Friday, November 23, 2012

A Year of Biblical Womanhood (review)

Last evening, halfway through reading this book, I found myself leaving blog comments of eshet chayil! (woman of valor) here and there. It's even fun to say because the "ch" sound is kinda as in "loch" with a bit of spit.

By Rachel Held Evans, the full title is A Year of Biblical Womanhood: How a Liberated Woman Found Herself Sitting on Her Roof, Covering her Head, and Calling Her Husband "Master".

Thanks to eating too much rich food on an upset stomach (yay Thanksgiving), I stayed up past midnight to finish reading it.

This may be the third most influential book for 2012. (Rachel doesn't come in third. It's just the third book this year I've found.) For me, I hasten to qualify, for where I am right now in my faith journey. Your mileage may vary, but it is a darn good read.

The other two (in no particular order except the order I read them in) are Ann Voskamp's A Thousand Gifts (which okay, technically I read at the end of 2011), and Emily Freeman's Grace for the Good Girl.

Like those other two books, A Year of Biblical Womanhood is liberating, in ways I am struggling to put into words.

I giggled through A.J. Jacobs' A Year of Living Biblically, but Rachel's book has a different tone. For one, she starts out in a place of belief. The scriptures mean something to her, she wrestles with them, and contemplates them. (But also, I giggled here and there.)
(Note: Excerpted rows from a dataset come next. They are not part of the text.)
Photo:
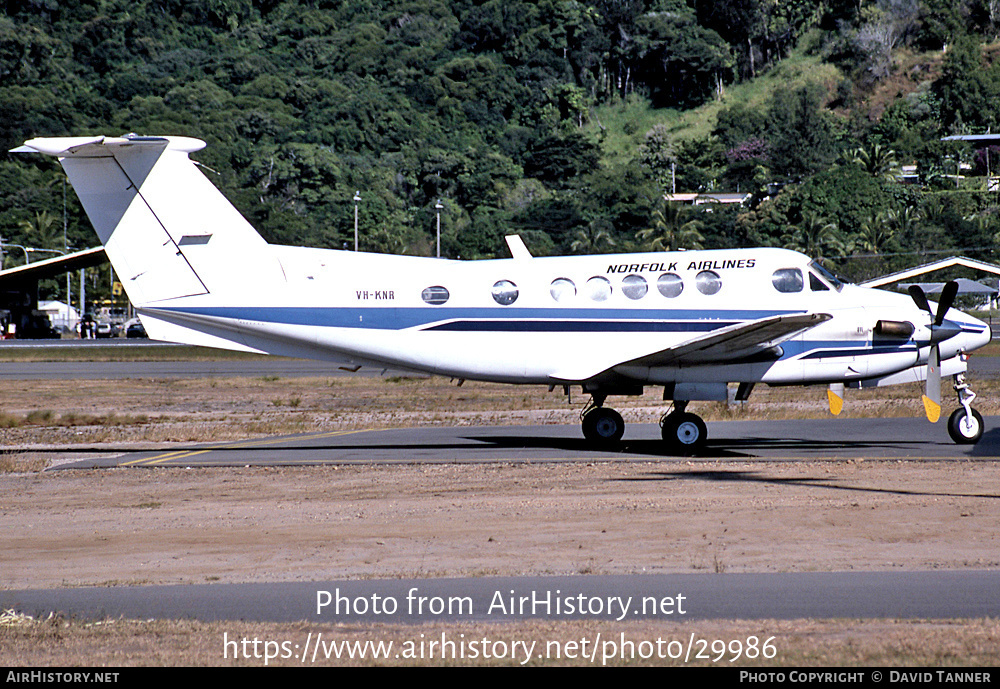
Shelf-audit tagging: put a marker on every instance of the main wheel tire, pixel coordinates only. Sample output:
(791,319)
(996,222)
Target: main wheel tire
(603,426)
(963,430)
(686,433)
The topic she's tackling is prominent in the evangelical church (from which she hails). Biblical womanhood uses select bible verses to prevent women from teaching in the church, to be submissive to their husbands (ignoring the other half of that Pauline admonition!) and that their life's primary work is to bear and raise children. Oh, and to not let yourself go so that your husband will not be tempted by another woman.  It actually represents more a 1950's understanding of a woman's place (think Mad Men) than an ancient Middle-Eastern/Jewish understanding.

Thankfully, "biblical womanhood" is not a churchwide phenomenon.
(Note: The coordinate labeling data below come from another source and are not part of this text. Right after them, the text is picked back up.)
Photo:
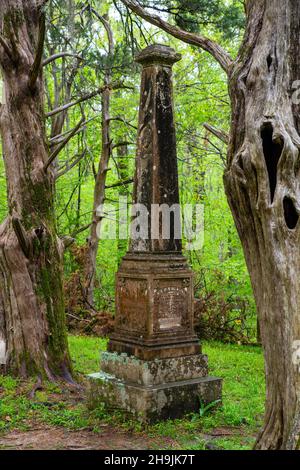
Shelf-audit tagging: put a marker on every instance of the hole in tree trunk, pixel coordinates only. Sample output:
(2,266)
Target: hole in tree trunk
(290,214)
(272,152)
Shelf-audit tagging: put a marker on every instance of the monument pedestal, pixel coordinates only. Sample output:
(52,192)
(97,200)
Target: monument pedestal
(156,390)
(154,368)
Growing up in a church which allows women to be priests (although I was in my teens when I first met a female priest), bishops and presiding bishop, and growing up in a world where the career options for women (in the Western world at least) are dazzling, I was already strong in this understanding of biblical woman being something other than a June Cleaver.

Rachel gave that understanding depth: like the eshet chayil (woman of valor) found in Proverbs 31, a chapter used as a rules-list for the perfect "biblical" woman but which is actually a song of praise for a fearless woman who has met the day's challenges, big or small.

I've been a feminist since I was in high school, so my acceptance expanded when it came to valid career choices for women. Not only church leadership or being CEO, but also raising children, and working as a creative from home. That, in fact, any career free of exploitation and abuse is for a woman's choosing, according to her gifts.

And then she gave me further reading, not just on her blog, but of books to read about how to reduce the damage I cause my less fortunate sisters in this world. I knew about recycling and fair trade, but my eyes were opened to other resources.

Most of all, was the idea that we do not have to be that perfect Proverbs 31 (if one ever felt the guilt from that), or be perfection in any of our roles. We become women of valor through any small good act, any gift, any sacrifice, anything done well, through acting in love.

Although we've been told since Eve was cast as from the devil during the medieval period, we women are not the problem, we are the solution.

Later this week, I plan to write a post about the women of valor in my life. Rachel is now among that number although our lives have never intersected personally. (I don't think knowing someone who lived for a while in her home town counts.)

And in the interests of disclosure, I bought my own copy of this book, waited to read it until I was back from vacation.